Nordic Halibut sprung a big surprise last night by announcing that it was cancelling plans to list on Oslo’s Euronext Growth – less than a week after unveiling the proposal.

The Norwegian halibut farmer told investors and the Exchange that the planned issue would not go ahead because of “unfavourable conditions”.

Nordic Halibut CEO Edvard Henden said: “I am of course disappointed that we have not received the right signals from the market, but see that the influx of new companies on Euronext Growth has created a situation that does not allow us to list this spring.”

The company had hoped to raise up to 270 million kroner (£23m), saying the net proceeds from the transaction would have been used, subject to availability of debt financing, to fund the company’s growth plan.

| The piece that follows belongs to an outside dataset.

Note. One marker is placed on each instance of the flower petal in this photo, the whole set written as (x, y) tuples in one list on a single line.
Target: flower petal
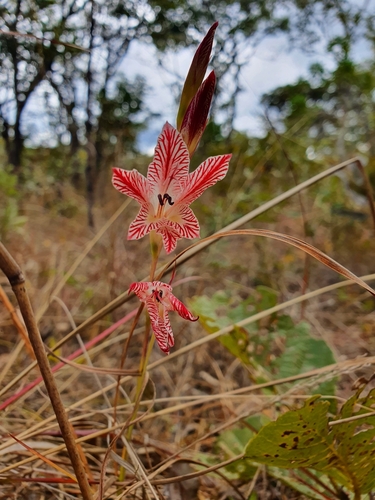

This includes a new land-based facility for broodstock, juvenile and on-growth, the expansion of its sea operations at Edie and the establishment of VAP (value-added production) capabilities, as well as for general corporate purposes.

Despite the cancellation, the company said it will continue to develop its farming activity, including a new fry and hatchery and further processing locally on Averøy in Møre og Romsdal.

Henden added: “These plans are fixed. We have a unique breeding programme, space and opportunity to produce halibut in a much larger volume than we do today to be able to deliver what the market demands at any time.”

Founded in 1995, Nordic Halibut is a prime mover in the growing halibut farming industry with licences to produce 4,500 tonnes a year.